Asparagine is simply aspartate with an NH3 added.
Alanine is pyruvate with an NH3 added.

Adding Asparagine or Aspartate would probably produce a similar outcome though asparagine comes with more NH3.
 
The increasing emphasis on amino acid metabolism in ME/CFS seems interesting. A shift in metabolism that might in a crude sense be 'anti-inflammatory rather than inflammatory might make some sense.

I doubt, however, that simply increasing availability of substrates for down regulated pathways would be likely to help. It is very likely that the pathways are down regulated as part of an adaptive diversion of resources and adding in substrate may simply aggravate things. An analogy would be pouring in protein to patients with nephrotic syndrome.

The solution will be to find out why the pathway is downrgulated and address that mechanism I think.
 
The increasing emphasis on amino acid metabolism in ME/CFS seems interesting. A shift in metabolism that might in a crude sense be 'anti-inflammatory rather than inflammatory might make some sense.

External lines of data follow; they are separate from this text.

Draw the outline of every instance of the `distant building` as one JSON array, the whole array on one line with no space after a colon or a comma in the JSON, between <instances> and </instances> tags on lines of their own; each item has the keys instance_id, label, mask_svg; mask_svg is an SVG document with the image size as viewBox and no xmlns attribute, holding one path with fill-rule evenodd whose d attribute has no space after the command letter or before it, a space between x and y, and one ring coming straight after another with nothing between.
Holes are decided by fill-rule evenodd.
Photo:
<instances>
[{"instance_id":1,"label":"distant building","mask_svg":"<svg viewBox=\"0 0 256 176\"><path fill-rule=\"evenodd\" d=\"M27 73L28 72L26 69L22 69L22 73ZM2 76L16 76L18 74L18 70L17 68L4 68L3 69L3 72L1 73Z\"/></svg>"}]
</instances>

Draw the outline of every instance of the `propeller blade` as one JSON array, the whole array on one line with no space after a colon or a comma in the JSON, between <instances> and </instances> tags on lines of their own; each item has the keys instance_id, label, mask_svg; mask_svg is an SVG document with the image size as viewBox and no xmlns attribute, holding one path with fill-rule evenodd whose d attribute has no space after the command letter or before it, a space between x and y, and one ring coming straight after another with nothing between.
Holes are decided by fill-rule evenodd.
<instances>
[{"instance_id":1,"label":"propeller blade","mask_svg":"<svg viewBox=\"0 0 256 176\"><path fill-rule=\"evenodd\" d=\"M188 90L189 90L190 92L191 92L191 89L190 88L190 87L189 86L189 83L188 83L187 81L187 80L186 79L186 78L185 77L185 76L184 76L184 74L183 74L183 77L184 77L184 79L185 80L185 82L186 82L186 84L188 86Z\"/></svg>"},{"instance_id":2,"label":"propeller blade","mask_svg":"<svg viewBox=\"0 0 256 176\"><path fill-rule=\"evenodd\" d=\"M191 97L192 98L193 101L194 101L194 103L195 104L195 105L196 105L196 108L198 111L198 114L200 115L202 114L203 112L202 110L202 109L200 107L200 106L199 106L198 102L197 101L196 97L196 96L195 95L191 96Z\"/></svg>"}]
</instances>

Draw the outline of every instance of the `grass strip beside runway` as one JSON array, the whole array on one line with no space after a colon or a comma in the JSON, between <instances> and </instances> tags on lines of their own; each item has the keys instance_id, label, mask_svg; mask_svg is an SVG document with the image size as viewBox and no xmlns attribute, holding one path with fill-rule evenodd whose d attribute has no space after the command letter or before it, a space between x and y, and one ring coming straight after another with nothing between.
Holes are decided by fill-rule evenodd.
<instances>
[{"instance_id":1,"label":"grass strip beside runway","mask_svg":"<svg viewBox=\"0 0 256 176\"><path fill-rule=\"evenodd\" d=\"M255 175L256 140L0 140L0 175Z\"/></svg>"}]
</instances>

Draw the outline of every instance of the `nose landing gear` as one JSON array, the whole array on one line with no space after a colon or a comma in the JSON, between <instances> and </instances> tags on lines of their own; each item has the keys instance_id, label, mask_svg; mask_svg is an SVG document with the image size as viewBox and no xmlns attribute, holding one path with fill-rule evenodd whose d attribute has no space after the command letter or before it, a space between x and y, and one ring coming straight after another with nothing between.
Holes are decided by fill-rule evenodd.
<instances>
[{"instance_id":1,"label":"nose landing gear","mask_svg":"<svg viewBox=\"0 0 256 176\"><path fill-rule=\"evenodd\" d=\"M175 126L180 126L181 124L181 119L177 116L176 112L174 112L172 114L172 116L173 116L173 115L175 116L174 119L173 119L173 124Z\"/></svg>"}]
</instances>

I doubt, however, that simply increasing availability of substrates for down regulated pathways would be likely to help. It is very likely that the pathways are down regulated as part of an adaptive diversion of resources and adding in substrate may simply aggravate things. An analogy would be pouring in protein to patients with nephrotic syndrome.

The solution will be to find out why the pathway is downrgulated and address that mechanism I think.

In strongly agreeing with this I would also add as a general comment to readers that I think tissue context always needs to be front and centre when we think about these metabolic questions. Eg a T cell upregulating glycolysis or a muscle cell doing so can be driven by mechanisms not even present in the other cell type.